Ontani e il carnevale, eterno, di via Margutta
Testi critici, Roma, 06 November 2009
Luigi Ontani, signore delle maschere è celebrato da Valentina Moncada, signora delle avanguardie romane, nel di colei spazio - location eterea eppur terrena - al centro della Caput mundi. Ciò vuol dire che Via Margutta celebra Ontani il quale, manco a dirlo, celebra Via Margutta. Su tutto, il carnevale – infinito - dell’arte di Roma.
I fatti:
“mar’ DEI guttAvi. Luigi Ontani - Tableau vivant” è l’estremo atto di ossequio di questo artista degli oggetti pleonastici verso la strada che ne accoglie lo studio, rievocando le tavole viventi dei Carnevali romani di fine Ottocento. Il grottesco ed eterogeneo danzare sfilando, da parte degli artisti di ogni dove, animava il cuore di una Roma che si (ri)apriva al profano, dopo mille anni di sublime dittatura del sacro.
Questo, però, avveniva il martedì grasso. Ontani va oltre. Le sue creazioni - quattordici grandi maschere di cartapesta, ispirate ad altrettanti celebri artisti che nel tempo vissero e lavorarono a via Margutta – sfilano in un corteo ritmato da rimandi carioca, durante un qualsiasi lunedì di novembre.
Come dire che «la vida es un carnaval», ma tutto l’anno. E se lo afferma il re della metamorfosi (Ontani), c’è di che esserne (stra)sicuri. Ecco dunque Poussin e Valadier (con tanto di obelisco a ornarne il capo) con Fellini, Fortuny, Depero e l’Aleramo. Severini e Picassò. E fu proprio il genio di Malaga, nel corso del suo breve soggiorno romano all’inizio del novecento, a disegnare i mirabili costumi di codesto defilè, ripescati dall’ottima Moncada nei meandri dell’Operà romana. Cose succulente, al tempo della politica en travesti.
Via Margutta sembra così tornata ai fasti vetusti. La vernice dell’evento ne è il clou: Ontani posiziona le maschere onde allestire un Tableau vivant che galleggia su petali di rosa colorati come le sfumature di una tavolozza fatta di sampietrini. Poetic’Ontani, verrebbe da ridire.
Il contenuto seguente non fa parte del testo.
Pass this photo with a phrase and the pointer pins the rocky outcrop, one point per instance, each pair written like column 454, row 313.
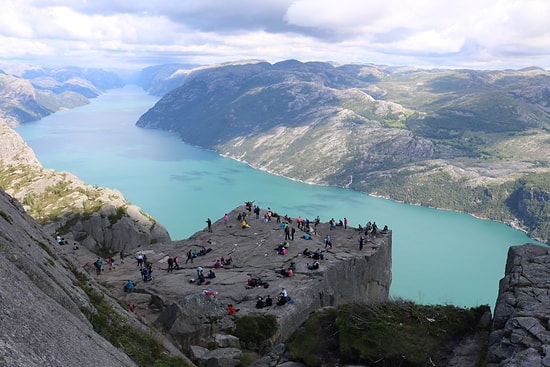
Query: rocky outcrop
column 520, row 334
column 98, row 218
column 192, row 316
column 42, row 324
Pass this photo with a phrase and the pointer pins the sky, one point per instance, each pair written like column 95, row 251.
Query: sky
column 132, row 34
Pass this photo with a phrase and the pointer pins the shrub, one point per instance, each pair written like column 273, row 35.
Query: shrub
column 256, row 329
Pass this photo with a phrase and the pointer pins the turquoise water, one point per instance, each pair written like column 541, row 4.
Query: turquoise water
column 439, row 257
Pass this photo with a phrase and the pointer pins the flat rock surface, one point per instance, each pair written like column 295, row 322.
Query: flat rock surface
column 253, row 251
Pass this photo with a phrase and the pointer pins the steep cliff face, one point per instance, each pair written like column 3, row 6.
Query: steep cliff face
column 520, row 335
column 98, row 218
column 42, row 322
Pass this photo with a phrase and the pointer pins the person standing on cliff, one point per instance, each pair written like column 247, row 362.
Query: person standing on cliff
column 189, row 257
column 170, row 264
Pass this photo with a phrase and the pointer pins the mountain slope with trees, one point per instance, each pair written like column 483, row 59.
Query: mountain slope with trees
column 466, row 140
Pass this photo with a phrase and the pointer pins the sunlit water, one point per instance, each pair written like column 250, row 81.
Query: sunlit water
column 439, row 257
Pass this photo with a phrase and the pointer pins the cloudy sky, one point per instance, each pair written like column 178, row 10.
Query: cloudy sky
column 478, row 34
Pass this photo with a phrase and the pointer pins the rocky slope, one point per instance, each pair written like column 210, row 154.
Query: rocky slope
column 520, row 335
column 28, row 93
column 42, row 324
column 439, row 138
column 98, row 218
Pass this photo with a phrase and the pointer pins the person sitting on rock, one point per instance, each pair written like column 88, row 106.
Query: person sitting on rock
column 318, row 255
column 129, row 286
column 287, row 272
column 314, row 266
column 202, row 280
column 231, row 310
column 260, row 302
column 283, row 298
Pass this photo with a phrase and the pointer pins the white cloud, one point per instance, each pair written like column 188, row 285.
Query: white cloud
column 468, row 33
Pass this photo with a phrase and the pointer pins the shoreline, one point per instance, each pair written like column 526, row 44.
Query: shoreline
column 513, row 223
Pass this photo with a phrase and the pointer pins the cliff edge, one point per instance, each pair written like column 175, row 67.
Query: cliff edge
column 520, row 334
column 191, row 313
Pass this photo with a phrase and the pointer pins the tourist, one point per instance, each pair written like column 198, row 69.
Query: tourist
column 98, row 264
column 129, row 286
column 111, row 263
column 260, row 302
column 328, row 241
column 314, row 266
column 283, row 297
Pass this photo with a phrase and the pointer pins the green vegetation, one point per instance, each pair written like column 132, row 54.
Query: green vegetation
column 527, row 198
column 256, row 329
column 119, row 213
column 397, row 333
column 142, row 348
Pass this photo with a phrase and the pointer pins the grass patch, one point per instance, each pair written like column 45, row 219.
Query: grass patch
column 256, row 329
column 397, row 333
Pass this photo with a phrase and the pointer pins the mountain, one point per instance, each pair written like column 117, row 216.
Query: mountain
column 160, row 79
column 466, row 140
column 99, row 219
column 28, row 93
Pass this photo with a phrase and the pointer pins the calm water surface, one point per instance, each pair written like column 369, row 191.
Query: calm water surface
column 439, row 257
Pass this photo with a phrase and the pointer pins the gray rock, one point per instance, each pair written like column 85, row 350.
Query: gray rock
column 519, row 335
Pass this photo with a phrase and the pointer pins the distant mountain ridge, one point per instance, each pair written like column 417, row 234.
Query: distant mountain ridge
column 28, row 93
column 467, row 140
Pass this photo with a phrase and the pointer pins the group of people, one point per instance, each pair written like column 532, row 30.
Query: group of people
column 315, row 255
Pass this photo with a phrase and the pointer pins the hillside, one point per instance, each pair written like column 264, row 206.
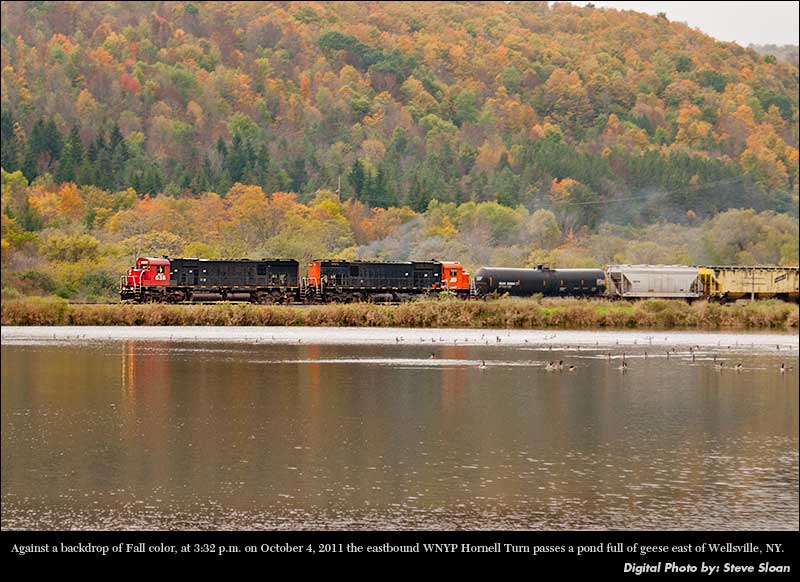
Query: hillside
column 511, row 132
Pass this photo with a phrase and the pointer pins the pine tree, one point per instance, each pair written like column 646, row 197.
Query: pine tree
column 8, row 155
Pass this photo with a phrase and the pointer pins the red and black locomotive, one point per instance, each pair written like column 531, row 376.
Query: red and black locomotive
column 166, row 280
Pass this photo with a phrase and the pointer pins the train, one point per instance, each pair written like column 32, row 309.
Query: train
column 276, row 281
column 279, row 281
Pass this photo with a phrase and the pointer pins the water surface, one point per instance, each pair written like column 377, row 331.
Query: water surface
column 308, row 428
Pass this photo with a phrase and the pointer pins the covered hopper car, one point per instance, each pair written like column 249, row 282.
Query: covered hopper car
column 647, row 281
column 756, row 282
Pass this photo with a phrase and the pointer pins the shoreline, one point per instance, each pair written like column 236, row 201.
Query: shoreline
column 570, row 340
column 504, row 313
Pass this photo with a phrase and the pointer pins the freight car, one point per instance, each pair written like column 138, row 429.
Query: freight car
column 542, row 279
column 382, row 281
column 647, row 281
column 165, row 280
column 729, row 283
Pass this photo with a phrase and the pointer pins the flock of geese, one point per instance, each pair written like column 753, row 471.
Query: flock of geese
column 558, row 365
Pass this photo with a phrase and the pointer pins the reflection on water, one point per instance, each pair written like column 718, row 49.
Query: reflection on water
column 168, row 434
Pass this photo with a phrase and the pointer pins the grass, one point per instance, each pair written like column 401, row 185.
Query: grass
column 566, row 313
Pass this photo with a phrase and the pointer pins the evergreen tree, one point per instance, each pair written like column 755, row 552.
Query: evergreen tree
column 356, row 178
column 9, row 160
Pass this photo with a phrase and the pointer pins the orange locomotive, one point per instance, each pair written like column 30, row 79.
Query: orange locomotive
column 165, row 280
column 383, row 281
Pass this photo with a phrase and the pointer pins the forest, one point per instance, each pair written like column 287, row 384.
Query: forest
column 512, row 133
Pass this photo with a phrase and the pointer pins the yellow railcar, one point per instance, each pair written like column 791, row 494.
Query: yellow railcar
column 757, row 282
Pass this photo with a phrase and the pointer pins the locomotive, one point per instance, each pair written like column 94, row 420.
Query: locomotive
column 166, row 280
column 383, row 281
column 265, row 281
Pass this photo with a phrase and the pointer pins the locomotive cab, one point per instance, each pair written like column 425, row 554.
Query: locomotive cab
column 454, row 277
column 148, row 272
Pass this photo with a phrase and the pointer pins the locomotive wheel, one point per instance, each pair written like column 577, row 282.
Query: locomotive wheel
column 264, row 298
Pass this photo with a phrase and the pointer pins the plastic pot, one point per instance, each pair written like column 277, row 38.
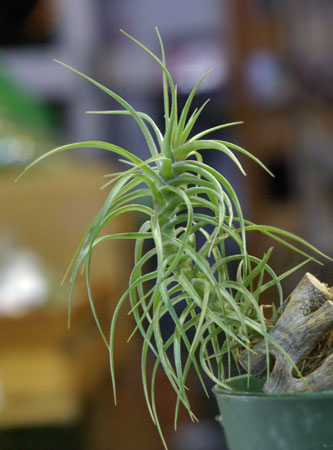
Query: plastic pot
column 253, row 420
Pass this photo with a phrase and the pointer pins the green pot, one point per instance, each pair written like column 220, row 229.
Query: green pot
column 253, row 420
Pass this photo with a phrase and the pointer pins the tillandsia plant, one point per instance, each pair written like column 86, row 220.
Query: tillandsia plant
column 215, row 315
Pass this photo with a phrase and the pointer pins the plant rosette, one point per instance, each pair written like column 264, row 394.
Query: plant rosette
column 216, row 316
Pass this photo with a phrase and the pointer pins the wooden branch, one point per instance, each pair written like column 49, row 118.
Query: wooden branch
column 305, row 320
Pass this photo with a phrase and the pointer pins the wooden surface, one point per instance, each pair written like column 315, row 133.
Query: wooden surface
column 306, row 319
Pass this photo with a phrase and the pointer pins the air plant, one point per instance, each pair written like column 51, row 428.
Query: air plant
column 215, row 315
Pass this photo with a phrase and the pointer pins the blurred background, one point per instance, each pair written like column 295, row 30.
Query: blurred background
column 272, row 68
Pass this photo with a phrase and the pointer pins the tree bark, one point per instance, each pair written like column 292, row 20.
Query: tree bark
column 307, row 318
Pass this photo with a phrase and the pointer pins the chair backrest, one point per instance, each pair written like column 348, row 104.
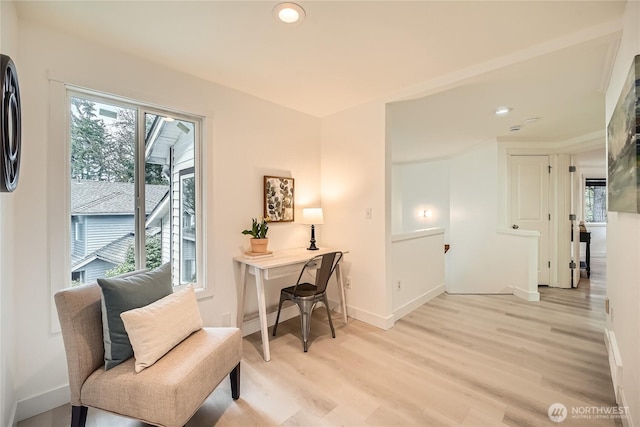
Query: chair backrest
column 80, row 314
column 328, row 263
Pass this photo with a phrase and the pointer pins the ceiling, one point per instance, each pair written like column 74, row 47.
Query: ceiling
column 452, row 62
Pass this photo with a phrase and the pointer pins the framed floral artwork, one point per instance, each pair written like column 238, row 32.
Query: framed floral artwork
column 278, row 199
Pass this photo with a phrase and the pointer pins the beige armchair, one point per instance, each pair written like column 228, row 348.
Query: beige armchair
column 167, row 393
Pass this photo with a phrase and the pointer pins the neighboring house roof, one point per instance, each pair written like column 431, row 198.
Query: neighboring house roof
column 111, row 198
column 114, row 252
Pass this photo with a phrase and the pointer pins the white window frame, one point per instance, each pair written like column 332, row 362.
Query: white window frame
column 58, row 194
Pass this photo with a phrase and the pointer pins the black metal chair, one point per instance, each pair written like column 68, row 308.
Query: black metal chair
column 306, row 295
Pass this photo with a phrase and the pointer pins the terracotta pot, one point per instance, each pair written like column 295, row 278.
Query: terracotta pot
column 259, row 246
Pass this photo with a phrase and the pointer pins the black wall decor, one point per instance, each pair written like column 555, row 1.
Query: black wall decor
column 10, row 125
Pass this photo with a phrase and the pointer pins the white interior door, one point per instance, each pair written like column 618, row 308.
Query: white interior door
column 529, row 199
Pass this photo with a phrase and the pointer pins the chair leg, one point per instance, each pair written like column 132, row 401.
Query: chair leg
column 275, row 327
column 234, row 376
column 78, row 416
column 326, row 305
column 306, row 308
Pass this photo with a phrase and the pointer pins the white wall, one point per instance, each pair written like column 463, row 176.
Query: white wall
column 417, row 269
column 482, row 259
column 8, row 348
column 355, row 178
column 419, row 187
column 245, row 139
column 623, row 244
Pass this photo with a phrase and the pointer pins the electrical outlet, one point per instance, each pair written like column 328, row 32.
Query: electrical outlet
column 226, row 319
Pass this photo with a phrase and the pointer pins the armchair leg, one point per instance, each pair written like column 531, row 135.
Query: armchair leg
column 234, row 376
column 78, row 416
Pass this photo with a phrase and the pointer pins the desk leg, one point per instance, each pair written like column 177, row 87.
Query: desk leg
column 262, row 310
column 588, row 258
column 343, row 299
column 242, row 288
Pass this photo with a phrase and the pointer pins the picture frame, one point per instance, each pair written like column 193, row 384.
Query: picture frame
column 623, row 146
column 279, row 199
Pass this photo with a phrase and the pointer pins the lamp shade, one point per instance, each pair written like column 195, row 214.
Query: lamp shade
column 312, row 216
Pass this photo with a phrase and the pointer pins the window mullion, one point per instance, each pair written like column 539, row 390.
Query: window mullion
column 139, row 177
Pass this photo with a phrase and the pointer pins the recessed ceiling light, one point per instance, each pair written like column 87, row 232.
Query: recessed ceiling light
column 502, row 111
column 289, row 13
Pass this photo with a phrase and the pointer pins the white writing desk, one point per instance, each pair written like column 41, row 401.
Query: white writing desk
column 288, row 262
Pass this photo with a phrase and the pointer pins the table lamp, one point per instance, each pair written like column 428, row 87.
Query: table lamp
column 312, row 216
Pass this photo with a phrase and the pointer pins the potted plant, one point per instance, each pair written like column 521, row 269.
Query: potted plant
column 258, row 232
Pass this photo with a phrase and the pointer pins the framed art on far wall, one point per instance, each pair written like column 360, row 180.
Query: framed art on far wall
column 278, row 199
column 623, row 147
Contemporaneamente le vetrine delle gallerie della storica strada s’adornano di foto d’epoca con gli artisti dei Carnevali romani mascherati come manco in un favoloso Gay pride, prestito del Museo di Palazzo Braschi.
Il Tableau vive, vibra, allude, si ferma. Poi si decompone e s’appropria, quindi, della Galleria della Moncada. Allestimento sobrio ma potente. Il bambù, come in una favola orientale, a sorreggere il tutto. Maschere che ti scrutano. Che ti costringono ad abbassare lo sguardo. Maschere di un assurdo che è una sorta di ieri visto dall’oggi senza l’ansia del domani. Qui e ora. Ma, soprattutto, lì e allora. Lo spazio è pieno ma vuoto. Sentire la presenza fluttuante di ectoplasmi d’artista è una delle possibili sensazioni. Un’altra è quella di venir travolti dal un tripudio incessante di «Citazioni sgrammaticate», come le ha definite, in più d’una occasione, l’autore.
Splendido il catalogo di Allemandi: una chicca per bibliofili (e mascherofili).